A winter road is a seasonal road only usable during the winter, i.e. it has to be re-built every year. This road typically runs over land and over frozen lakes, rivers, swamps, and sea ice. Segments of a winter road that cross an expanse of floating ice are also referred to as an ice road or an ice bridge.

The foundations underlying over-land segments is most often native soil or muskeg frozen to a given depth, and locally, bedrock. These surfaces may either be bare or are overlain, as is most commonly the case, with a snow cover. Over-ice segments of winter roads are often referred to as ice crossings, ice bridges or, simply, ice roads. The weight of the vehicle is supported by the buoyancy of the floating ice and by its resistance to flexure. Where a winter road is built mostly on floating ice, the occasional land crossings are called "portages" – the Tibbitt to Contwoyto Winter Road is an example.
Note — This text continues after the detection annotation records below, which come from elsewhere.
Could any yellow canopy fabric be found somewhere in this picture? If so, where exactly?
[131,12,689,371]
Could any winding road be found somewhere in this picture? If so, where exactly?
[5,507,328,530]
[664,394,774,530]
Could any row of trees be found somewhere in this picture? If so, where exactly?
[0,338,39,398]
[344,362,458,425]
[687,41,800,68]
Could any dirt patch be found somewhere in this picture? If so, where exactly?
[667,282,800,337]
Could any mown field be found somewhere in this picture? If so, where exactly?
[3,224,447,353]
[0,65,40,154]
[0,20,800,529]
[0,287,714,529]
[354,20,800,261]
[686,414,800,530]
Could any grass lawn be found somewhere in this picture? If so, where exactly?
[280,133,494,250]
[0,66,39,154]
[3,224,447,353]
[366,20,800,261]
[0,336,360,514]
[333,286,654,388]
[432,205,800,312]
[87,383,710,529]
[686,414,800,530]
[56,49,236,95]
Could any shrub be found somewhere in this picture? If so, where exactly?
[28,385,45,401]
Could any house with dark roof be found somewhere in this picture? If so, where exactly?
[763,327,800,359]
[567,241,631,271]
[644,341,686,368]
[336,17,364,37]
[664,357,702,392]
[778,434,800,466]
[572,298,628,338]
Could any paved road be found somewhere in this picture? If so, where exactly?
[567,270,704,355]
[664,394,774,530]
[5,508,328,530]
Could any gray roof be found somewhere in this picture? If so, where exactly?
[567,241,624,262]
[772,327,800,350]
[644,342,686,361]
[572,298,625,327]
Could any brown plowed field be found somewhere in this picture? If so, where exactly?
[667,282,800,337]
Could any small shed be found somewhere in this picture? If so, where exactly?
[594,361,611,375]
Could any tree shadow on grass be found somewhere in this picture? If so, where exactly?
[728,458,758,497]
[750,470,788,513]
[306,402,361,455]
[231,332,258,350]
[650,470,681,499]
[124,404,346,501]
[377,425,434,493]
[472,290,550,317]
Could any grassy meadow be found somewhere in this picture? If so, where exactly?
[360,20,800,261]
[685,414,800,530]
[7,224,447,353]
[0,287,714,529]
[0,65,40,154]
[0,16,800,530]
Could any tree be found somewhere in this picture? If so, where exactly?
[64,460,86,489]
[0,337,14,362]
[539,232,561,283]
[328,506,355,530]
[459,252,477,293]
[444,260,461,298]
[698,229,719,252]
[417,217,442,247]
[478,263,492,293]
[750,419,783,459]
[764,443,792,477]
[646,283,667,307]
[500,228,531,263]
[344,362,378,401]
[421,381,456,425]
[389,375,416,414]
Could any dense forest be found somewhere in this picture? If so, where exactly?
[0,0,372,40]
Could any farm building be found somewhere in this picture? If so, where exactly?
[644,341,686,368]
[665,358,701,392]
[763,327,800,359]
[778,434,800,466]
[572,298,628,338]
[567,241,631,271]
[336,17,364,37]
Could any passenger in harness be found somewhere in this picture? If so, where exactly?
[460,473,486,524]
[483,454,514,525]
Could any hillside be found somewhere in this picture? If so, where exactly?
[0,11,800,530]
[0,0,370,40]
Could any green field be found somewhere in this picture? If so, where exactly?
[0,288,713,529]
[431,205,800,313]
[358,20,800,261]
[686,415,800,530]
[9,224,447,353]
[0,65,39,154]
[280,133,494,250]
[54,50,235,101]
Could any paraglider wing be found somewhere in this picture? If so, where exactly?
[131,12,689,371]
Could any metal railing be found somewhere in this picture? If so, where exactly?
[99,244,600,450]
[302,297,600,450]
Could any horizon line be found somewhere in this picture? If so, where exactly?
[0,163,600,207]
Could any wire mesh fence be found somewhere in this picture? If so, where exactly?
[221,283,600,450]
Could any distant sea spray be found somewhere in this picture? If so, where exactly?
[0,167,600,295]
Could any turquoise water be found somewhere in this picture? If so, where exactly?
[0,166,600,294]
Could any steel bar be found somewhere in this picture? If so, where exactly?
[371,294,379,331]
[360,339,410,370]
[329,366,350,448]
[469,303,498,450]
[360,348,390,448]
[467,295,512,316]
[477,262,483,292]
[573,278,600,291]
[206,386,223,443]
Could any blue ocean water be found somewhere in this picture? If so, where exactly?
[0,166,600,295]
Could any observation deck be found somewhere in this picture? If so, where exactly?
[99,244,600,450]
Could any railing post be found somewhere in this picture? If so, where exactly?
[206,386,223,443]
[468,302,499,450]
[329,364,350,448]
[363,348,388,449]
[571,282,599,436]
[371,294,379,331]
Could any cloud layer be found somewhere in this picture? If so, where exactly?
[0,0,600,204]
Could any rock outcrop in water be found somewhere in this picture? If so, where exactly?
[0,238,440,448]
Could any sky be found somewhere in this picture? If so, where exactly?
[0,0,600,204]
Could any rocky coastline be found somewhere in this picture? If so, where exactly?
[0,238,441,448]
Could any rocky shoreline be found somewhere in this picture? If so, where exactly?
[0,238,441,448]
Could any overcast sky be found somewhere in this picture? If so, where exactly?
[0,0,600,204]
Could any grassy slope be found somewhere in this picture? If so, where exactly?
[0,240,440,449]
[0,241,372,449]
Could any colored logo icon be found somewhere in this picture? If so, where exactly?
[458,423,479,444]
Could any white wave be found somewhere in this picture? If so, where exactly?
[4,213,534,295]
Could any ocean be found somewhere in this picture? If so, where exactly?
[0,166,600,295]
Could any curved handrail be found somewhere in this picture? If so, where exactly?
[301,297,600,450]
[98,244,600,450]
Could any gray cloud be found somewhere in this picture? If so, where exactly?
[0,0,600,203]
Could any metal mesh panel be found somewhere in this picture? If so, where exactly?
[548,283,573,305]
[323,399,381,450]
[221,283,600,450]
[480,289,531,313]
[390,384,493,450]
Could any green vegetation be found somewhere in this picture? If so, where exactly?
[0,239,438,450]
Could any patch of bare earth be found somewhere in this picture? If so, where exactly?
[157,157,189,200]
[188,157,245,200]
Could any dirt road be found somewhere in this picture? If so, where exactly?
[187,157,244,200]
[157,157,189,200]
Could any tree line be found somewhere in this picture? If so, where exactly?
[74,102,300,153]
Winter roads facilitate transportation during the winter to, from and within isolated areas in Northern Canada where there are no permanent (also called 'all-weather' or 'all-season') roads. They enable supplies (e.g. food, fuel, construction material) to be brought into communities in these areas. The only other alternative, providing there is a small airstrip nearby, would be to rely on air transportation. However, this can be prohibitively costly, especially for bulk material. In some areas, climate change is observed to affect winter roads, notably by contributing to a significant reduction in their operational lifespan.